“Offensively, we put up a lot of numbers, put up a lot of yards but we have to capitalize in the red zone and we can’t turn the ball over when we’ve got it,” Collins said.
While the Jackets opened scoring on their first drive after Gibbs' long return – a Sims 1-yard run – the Jackets advanced the ball on their next two drives inside the UCF 15-yard line, but came away with no points. Sims lost the ball on a fumble on the second drive, and freshman kicker Jude Kelley – who had three kicks blocked last week before making the game-winner – was blocked again. (Collins called upon freshman Gavin Stewart – the brother of former Tech wide receiver Brad Stewart – to take the rest of the kicks.)
“They’ll learn from their mistakes, they will get better,” Collins said, “but the future and present is bright if guys just continue to build on the things they’ve been taught, the things the older guys are teaching them and just not let things go sideways on us in a hurry.”
Coming up empty in those situations in any game is dangerous; doing so against a team against that averaged 43 points last year invited defeat. The Knights took advantage, scoring the next 28 points to take a 28-7 lead with 2:17 left in the first half on a 25-yard pass from quarterback Dillon Gabriel to Tre Dixon. At times, the Jackets appeared overmatched by the extremely fast pace that the Knights employed in racing to the next snap, a tempo that Tech players have not seen in the ACC. Collins spoke of the team “letting go of the rope” as the offense turned the ball over and the defense was unable to produce a stop.
The Jackets did create two takeaways, a fumble caused by linebacker Demetrius Knight and recovered by defensive back Avery Showell and an interception by safety Juanyeh Thomas, and also stopped the Knights on downs twice. But Tech also allowed UCF to convert 10 of 16 third downs.

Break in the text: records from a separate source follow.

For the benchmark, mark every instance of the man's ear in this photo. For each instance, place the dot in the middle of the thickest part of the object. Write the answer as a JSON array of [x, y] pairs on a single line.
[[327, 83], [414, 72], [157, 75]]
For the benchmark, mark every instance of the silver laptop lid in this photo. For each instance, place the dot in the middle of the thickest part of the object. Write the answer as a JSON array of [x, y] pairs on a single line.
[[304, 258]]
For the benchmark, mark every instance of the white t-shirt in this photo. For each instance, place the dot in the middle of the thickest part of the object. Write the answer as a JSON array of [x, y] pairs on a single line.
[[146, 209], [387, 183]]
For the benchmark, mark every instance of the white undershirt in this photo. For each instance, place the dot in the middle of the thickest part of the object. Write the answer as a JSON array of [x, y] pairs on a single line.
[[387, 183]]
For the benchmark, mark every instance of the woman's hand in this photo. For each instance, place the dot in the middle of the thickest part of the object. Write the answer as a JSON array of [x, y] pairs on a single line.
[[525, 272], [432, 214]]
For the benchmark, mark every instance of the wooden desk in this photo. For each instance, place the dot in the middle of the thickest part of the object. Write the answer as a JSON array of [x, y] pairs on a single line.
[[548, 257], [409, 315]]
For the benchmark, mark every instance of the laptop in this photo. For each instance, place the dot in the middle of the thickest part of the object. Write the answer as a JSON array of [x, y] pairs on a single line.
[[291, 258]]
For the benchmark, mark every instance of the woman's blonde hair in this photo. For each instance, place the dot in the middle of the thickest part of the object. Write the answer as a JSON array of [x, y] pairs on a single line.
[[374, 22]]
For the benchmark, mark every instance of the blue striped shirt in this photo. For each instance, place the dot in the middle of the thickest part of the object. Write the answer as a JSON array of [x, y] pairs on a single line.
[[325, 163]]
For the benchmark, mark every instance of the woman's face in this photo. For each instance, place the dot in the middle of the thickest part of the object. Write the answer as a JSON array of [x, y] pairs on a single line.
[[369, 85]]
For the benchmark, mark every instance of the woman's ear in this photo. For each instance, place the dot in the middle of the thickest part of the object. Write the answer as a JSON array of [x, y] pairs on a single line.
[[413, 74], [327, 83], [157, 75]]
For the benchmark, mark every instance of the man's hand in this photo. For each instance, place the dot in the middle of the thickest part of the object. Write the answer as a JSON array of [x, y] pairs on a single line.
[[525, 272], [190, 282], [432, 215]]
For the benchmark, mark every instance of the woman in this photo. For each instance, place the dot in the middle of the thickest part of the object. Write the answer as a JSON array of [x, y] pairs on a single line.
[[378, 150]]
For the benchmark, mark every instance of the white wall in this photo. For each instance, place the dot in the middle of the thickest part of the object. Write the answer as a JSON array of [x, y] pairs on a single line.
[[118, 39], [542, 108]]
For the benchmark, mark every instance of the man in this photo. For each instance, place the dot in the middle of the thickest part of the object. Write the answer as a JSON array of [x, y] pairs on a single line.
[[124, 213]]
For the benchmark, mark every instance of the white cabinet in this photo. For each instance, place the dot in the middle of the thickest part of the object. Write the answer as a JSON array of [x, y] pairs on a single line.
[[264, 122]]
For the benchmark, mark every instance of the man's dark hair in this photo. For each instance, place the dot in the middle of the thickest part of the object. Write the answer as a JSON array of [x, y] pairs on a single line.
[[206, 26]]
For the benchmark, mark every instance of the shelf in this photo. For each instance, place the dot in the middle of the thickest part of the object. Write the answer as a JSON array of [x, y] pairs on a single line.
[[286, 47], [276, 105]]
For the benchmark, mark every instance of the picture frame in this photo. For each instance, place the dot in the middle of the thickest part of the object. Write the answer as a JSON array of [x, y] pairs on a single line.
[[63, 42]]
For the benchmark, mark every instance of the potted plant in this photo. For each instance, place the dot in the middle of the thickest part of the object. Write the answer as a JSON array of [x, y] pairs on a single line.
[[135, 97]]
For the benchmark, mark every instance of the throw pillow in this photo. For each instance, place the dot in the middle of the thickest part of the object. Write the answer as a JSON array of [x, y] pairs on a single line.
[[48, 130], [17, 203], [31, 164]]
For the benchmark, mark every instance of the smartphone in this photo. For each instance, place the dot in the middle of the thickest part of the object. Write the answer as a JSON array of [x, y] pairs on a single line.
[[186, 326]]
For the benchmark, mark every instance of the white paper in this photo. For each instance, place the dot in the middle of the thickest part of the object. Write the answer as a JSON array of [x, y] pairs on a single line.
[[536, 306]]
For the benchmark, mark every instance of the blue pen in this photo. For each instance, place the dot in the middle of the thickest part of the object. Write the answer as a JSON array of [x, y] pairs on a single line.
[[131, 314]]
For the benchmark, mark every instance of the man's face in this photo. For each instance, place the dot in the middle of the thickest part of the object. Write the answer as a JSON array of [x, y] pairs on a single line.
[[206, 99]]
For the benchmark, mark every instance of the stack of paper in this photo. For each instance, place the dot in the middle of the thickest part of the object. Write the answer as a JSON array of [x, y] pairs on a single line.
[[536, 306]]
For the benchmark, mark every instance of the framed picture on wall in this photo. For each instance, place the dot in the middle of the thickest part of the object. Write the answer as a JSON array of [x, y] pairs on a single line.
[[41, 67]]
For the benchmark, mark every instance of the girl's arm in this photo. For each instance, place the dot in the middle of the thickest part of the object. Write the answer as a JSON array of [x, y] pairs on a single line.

“We’ve got to cause turnovers on defense and we can’t cough the ball up on offense,” linebacker David Curry said. “All respect to them, but, we could have very easily won that game, despite what the score says.”
However, after going into halftime down 28-14, the Jackets defense held the Knights (1-0) scoreless on the first five possessions of the second half, giving the offense the time and opportunity to close the margin to 28-21.
Georgia Tech's quarterback Jeff Sims (10) runs against University of Central Florida's linebacker Eriq Gilyard (10) for a touchdown. (Hyosub Shin / Hyosub.Shin@ajc.com)
Credit: HYOSUB SHIN / AJC
Credit: HYOSUB SHIN / AJC
Charlie Thomas, in the game after an injury to nickel back Kaleb Oliver, was particularly effective with three tackles for loss. The defense’s play was all the more notable given that the unit was short cornerback Tre Swilling, defensive ends Antonneous Clayton and Curtis Ryans, three would-be starters. The lack of depth on the defensive line compelled coordinator Andrew Thacker to use an alignment with three defensive linemen instead of the normal four, not a small change.
Tech scored its third touchdown on a breathtaking 33-yard touchdown run by Gibbs in which, freed by blocks from guard Jack DeFoor and tight end Jack Coco (playing because tight ends Dylan Deveney and Dylan Leonard were out), outran defensive pursuit for his second touchdown of the game. (Being without the team’s first two tight ends forced a change in the offense, too, as the Jackets almost exclusively used two backs and three wide receivers or one back and four wide receivers.)
“It was fun, getting to go back out there on the field, playing against a team with a different colored jersey," Gibbs said. “It was football.”
Down 28-21 with 13:12 left in the fourth quarter, the possibility of another double-digit rally emerged. However, UCF answered with a six-play, 75-yard touchdown drive, punctuated by a dispiriting 40-yard pass play from Dillon to wide receiver Marlon Williams, and then reached the end zone twice more.
The Knights finished with 660 yards of offense in 92 plays, 417 by pass and 243 by run. Tech has given up more yards in a game only once, 667 to Notre Dame in 1977.